PROVO — President Henry B. Eyring, first counselor in the First Presidency of The Church of Jesus Christ of Latter-day Saints, has told his wife that when he is gone, she should get a cottage near the Brigham Young University campus "so she can see what God's up to."
"He had a soft hand on this university," President Eyring told the audience gathered Friday at the Gordon B. Hinckley Alumni Institute for an Inquiry Conference on Scholarship, Learning and Teaching.
President Eyring said this life on earth is like a university experience. "He gives you a lot of freedom until we take the freedom from others," he said. "He is involved, and he cares."
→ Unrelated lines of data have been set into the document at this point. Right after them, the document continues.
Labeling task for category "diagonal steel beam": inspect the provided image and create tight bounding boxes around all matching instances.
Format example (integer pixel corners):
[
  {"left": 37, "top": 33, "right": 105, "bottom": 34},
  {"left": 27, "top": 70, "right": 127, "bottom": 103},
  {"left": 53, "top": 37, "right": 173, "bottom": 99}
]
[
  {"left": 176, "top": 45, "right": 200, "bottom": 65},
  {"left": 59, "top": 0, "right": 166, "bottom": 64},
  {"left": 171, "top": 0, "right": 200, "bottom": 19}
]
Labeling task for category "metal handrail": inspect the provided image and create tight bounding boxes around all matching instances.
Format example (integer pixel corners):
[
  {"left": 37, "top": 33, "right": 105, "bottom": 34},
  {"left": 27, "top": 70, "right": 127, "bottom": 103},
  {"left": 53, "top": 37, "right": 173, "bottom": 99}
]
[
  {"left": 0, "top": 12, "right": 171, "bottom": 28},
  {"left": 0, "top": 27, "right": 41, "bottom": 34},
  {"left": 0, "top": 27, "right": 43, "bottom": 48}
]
President Eyring said the university will get better and better and will still be here when the Savior comes. He acknowledged the secular element that exists in the academic world but said there doesn't have to be conflict between religion and learning.
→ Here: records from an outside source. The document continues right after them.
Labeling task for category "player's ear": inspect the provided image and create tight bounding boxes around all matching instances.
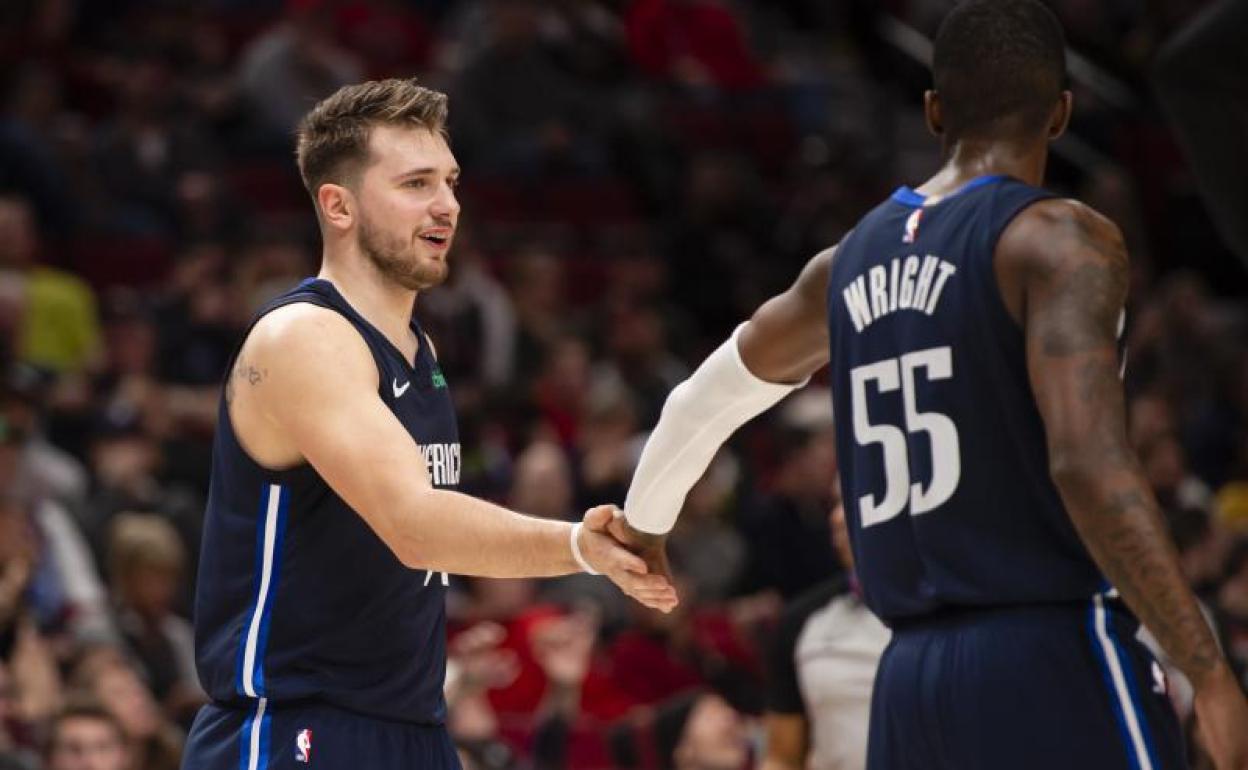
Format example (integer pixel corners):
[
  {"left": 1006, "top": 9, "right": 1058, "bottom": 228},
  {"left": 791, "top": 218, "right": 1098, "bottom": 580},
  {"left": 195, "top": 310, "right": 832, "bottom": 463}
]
[
  {"left": 316, "top": 182, "right": 356, "bottom": 230},
  {"left": 924, "top": 89, "right": 945, "bottom": 136},
  {"left": 1048, "top": 91, "right": 1075, "bottom": 140}
]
"It doesn't have to exist if you don't see it," he said, referring to his father, who spent his life as a respected, earnest scientist looking for truth.
"Universities have evolved over a long period of time. They are probably as good a way we know of to find truth," said President Eyring, who attended the conference with his wife.
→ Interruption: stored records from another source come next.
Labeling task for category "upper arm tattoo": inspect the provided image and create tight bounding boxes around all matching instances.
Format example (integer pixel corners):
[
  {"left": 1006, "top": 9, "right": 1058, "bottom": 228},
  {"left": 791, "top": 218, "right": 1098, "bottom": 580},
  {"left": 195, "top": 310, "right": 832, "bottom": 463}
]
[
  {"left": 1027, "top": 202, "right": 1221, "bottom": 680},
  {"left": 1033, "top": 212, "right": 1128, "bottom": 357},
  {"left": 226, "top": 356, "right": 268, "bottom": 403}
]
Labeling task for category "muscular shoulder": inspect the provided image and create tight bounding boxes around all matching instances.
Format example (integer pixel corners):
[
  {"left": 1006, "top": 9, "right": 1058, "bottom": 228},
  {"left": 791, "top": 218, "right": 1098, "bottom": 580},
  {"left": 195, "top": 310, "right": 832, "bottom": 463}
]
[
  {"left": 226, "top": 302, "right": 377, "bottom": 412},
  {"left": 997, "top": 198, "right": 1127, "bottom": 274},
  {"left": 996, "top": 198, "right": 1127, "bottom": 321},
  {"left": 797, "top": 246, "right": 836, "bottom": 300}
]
University President Cecil O. Samuelson was scheduled as the concluding speaker for the ethics symposium that dealt exclusively with the nature of academic freedom. President Eyring's visit was a surprise addition to the conference agenda.
President Eyring said when he told LDS Church President Thomas S. Monson where he was going, the president said the university is doing very well.
Samuelson said he's been pleased to find that prayer and religion can successfully coexist with inquiry, scholarship, learning and teaching.
"Virtually all of my life, living and learning has been part of a great whole," he said.
He said faith is neither an alternative to advancing teaching nor an excuse for academic mediocrity.
"Our faith cannot be a crutch, but rather a powerful incentive, a powerful source of humility," he said.
God invites and encourages learning and insight, he said, with the greatest difference between BYU and other places of learning being that there is a precious space for faith.
He listed a series of questions that he brought with him to BYU when he was asked to serve as the university president, including questions about whether real, serious consequential learning could take place and what would happen to those with their own questions.
He said he's been pleased to find great learners who welcome correction and new ideas.
"What all disciplines have in common is a commitment to rules," he said.
He added that those who are really serious about academic advancement avoid extreme, prideful ideas.
"I have personally found more academic freedom for myself at BYU than at any other institution," Samuelson said. "I'm grateful to be able to acknowledge my faith (here)."